If you recall, when we last saw these socks, I had run out of yarn just a few rounds away from finishing the toe of the second sock.
Well, Plan A worked.
I showed up to The Knitting Nest Monday night, and asked Stacy if she had gotten my Ravelry message. I went to put my stuff down, and before I could pull out the socks, she had checked her messages and gotten out a ball of yarn.
I was saved.
I sat down right there and finished knitting the toe. This ball was from another dyelot, however. But at this point, I called it close enough.
I had a debate over how to join the yarn. I tend to do knots, despite the fact that you're not "supposed" to join with knots. I'm always paranoid about it coming undone. However, I didn't want the knot to be in the toe.
Someone suggested Spit Splicing. The only time I had done it before when I was felting, and I wasn't very confident it would hold. Stacy said to rub really hard against my pant leg. I rubbed it until I could feel the heat from the friction.
Although it's superwash wool (and the link I posted said it won't work with superwash) it turned out well. I think I'll spit splice more often. Of, course, I should have cut off the orange end of the yarn and spliced it where it was all white to avoid the barber poll effect. But I called it close enough.
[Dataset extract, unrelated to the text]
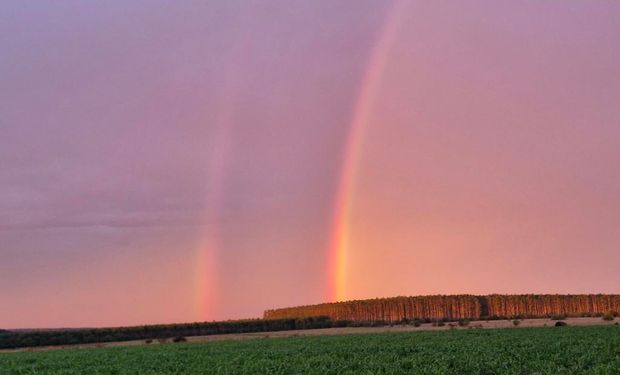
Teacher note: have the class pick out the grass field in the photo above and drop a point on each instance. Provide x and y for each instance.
(552, 350)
If you look very closely, you can tell that the toe is darker than the rest of the sock, and you can see the spit splice barber pole if you look even closer. But the variations in the hand dyed yarn make it difficult to see unless you look for it.
Finally, here are the vital stats:
These are the Slipped Stitch Rib socks from Sensational Knitted Socks. These are knit for a men's US Size 8 1/2 in a gauge of six stitches per inch (if you are not familiar with the book, all the patterns are in a large range of sizes and gauges.) I used US Size 2 bamboo needles and Hill Country Yarns Instant Gratification Sock Yarn in the "Hook 'Em" colorway. One skein is supposed to make an average size pair of socks. These took a little more than one skein.
This is some lucky person's Christmas gift.